Их расчет прост и прагматичен: продолжающееся сирийско-российское сотрудничество – лучший противовес турецкой экспансии, гарант сохранения плюрализма сил и, следовательно, их собственного влияния. А значит на сирийском направлении Москва и монархии — союзники и партнеры.
Причем ставки монархий выходят далеко за рамки простого военного сдерживания Анкары. Саудовская Аравия, ОАЭ и Египет годами выстраивали плотные связи с курдскими Сирийскими демократическими силами (СДС).
Эта поддержка выражалась не только в военной помощи, но и в тонкой политической работе, прежде всего через вовлечение курдских представителей в деятельность Каирской платформы. Поэтому для них критически важно участие Москвы в крайне сложном процессе урегулирования отношений между центральным правительством в Дамаске и СДС, в поиске формулы для интеграции курдских формирований в общесирийскую структуру.
Без России, обладающей рычагами давления на Дамаск и доверием (пусть и ограниченным) у курдов, эта задача выглядит почти невыполнимой.
Однако именно этот комплексный запрос Эр-Рияда и Абу-Даби к Москве – сдержать Турцию и помочь интегрировать курдов – попадает в самое больное место турецкой внешней политики. Анкара считает северо-восток Сирии зоной своих исключительных жизненных интересов и стратегическим предпольем для борьбы с РПК, которую она отождествляет с СДС.
Любая попытка арабских монархий закрепиться в этом регионе, особенно через коллаборацию с Москвой, воспринимается как прямая угроза национальной безопасности. Усиливает эту тревогу простой географический факт: Россия по-прежнему сохраняет свой военный объект на северо-востоке, в Эль-Камышлы.
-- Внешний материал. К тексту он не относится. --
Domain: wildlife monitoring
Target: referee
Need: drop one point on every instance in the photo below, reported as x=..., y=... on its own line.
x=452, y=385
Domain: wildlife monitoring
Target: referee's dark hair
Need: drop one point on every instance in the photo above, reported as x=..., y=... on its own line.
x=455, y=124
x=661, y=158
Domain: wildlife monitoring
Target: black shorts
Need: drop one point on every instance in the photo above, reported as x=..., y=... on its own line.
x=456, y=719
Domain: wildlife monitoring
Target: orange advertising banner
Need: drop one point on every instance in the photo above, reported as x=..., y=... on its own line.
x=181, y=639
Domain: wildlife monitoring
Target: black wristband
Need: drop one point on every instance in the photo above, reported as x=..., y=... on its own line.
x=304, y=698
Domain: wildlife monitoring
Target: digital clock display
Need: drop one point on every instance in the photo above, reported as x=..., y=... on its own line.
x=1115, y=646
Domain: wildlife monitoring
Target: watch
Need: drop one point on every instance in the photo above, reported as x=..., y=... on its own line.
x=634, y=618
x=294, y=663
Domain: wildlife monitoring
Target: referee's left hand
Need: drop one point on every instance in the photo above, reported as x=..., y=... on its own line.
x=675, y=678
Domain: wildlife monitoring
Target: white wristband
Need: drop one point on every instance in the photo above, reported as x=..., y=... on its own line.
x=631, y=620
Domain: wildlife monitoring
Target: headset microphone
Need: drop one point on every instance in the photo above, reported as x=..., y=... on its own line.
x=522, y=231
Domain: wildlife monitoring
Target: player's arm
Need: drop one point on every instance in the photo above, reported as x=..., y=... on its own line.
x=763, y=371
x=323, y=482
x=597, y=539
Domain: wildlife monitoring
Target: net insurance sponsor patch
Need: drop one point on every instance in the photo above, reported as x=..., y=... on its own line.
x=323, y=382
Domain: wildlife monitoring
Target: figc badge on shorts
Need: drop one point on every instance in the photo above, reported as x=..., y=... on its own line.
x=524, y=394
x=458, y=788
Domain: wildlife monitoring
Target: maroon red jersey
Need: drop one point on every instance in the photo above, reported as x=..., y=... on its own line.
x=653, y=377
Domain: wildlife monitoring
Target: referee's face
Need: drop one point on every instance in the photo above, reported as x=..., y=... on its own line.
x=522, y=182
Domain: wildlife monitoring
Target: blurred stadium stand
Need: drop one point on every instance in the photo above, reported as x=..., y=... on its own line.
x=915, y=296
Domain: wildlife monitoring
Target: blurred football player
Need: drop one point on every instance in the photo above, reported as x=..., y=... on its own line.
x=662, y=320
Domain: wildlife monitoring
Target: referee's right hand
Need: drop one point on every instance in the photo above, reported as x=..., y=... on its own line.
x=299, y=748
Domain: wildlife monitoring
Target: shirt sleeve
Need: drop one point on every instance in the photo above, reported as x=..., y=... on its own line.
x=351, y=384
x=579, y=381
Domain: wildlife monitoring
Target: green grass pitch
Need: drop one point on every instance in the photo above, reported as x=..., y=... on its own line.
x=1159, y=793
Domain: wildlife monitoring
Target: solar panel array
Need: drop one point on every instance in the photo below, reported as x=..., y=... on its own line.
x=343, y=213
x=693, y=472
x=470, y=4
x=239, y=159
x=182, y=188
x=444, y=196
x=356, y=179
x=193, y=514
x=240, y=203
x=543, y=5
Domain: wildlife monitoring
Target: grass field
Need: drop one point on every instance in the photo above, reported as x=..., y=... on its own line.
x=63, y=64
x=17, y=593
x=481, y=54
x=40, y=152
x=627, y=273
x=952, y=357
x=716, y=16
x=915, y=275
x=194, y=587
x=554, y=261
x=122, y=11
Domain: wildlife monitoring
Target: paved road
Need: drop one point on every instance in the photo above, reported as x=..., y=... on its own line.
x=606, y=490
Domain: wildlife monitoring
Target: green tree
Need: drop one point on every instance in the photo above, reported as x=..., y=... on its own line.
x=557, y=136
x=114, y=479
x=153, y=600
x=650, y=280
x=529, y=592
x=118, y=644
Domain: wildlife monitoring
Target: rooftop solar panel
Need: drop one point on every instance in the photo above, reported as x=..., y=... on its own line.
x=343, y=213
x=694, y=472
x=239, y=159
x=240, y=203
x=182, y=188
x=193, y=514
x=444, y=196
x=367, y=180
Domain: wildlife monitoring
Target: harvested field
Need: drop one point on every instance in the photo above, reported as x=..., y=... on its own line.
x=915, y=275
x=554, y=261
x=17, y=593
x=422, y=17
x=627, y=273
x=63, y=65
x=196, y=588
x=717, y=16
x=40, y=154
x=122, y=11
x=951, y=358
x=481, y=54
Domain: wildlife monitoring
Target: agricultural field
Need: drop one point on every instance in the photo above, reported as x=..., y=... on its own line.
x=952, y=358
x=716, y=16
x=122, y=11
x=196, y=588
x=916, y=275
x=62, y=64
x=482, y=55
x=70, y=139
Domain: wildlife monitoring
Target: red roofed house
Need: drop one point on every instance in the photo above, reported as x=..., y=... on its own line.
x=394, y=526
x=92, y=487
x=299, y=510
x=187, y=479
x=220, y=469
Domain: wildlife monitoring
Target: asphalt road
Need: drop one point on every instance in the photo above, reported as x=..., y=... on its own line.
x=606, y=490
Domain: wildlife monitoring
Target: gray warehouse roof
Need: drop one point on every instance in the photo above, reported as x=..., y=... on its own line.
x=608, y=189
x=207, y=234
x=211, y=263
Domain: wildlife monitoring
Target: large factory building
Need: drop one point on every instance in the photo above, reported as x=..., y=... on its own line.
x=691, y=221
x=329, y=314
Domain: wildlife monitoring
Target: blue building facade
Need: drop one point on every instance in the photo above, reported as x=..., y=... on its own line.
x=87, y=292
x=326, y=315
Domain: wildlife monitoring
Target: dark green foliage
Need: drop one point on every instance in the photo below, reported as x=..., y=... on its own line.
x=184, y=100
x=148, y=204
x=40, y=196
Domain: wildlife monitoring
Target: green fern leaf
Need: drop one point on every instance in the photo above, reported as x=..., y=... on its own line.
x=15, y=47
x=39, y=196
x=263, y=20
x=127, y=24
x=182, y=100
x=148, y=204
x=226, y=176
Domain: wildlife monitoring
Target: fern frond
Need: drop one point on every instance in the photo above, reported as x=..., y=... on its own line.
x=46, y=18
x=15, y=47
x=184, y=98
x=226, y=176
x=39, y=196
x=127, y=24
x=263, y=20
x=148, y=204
Этот форпост, подобно кинжалу у горла, напоминает Анкаре, что ее монополия на сирийское приграничье далеко не абсолютна.
Возникает закономерный вопрос: является ли эта ситуация демонстрацией внезапной силы российской дипломатии, нашедшей слабое место Турции? Свидетельствует ли она о переходе Москвы к наступательной позиции в Сирии? Ответ неоднозначен.
Успех России здесь – не в нанесении какого-то сокрушительного удара, а в холодной прагматичной адаптации к новым реалиям. Потеряв долголетнего союзника Асада, Москва не стала уходить, а сумела перезагрузить отношения с новой властью в Дамаске, сохранив ключевые военные активы (Тартус, Хмеймим, Эль-Камышлы).
Эти базы – не просто точки на карте, а фундамент продолжающегося влияния. Более того, Россия проявила неожиданную гибкость, найдя точки соприкосновения с традиционно сложными партнерами – Саудовской Аравией и ОАЭ – именно на сирийской почве. Их интересы в сдерживании Турции и стабилизации региона через интеграцию курдов временно совпали с российским желанием остаться ключевым игроком.
Однако говорить о формировании полноценного «антитурецкого центра» было бы сильным преувеличением. Москва слишком ценит Анкару как важного, хоть и сложного, партнера по энергетике (особенно в обход санкций) и участника переговорных форматов вроде Астаны. Россия предпочитает балансировать, а не вступать в открытую конфронтацию. Но и от того, чтобы немного надавить на Турцию, дать ей понять, что Анкаре лучше бы дружить с Москвой, Россия тоже не откажется.
Для Турции же сложившаяся конфигурация болезненна не столько прямой военной угрозой, сколько эрозией ее исключительного права быть главным арбитром сирийской безопасности.
Анкара чувствует, как почва ускользает из-под ног: там, где раньше она диктовала условия, теперь ей приходится оглядываться на альянс Москвы и арабских столиц. Ее надежды теперь связаны Трампом, который передумает выводить войска из Сирии.
Но если взаимодействие Москвы, Эр-Рияда и Абу-Даби в Сирии окрепнет, Турция может столкнуться с неприятной перспективой стратегического окружения на южных рубежах. Визит сирийцев в Москву стал не финалом, а лишь новым витком в сложной, многоходовой партии за будущее Сирии, где все игроки, включая Россию, вынуждены постоянно пересчитывать комбинации и искать новые, зачастую временные, точки опоры.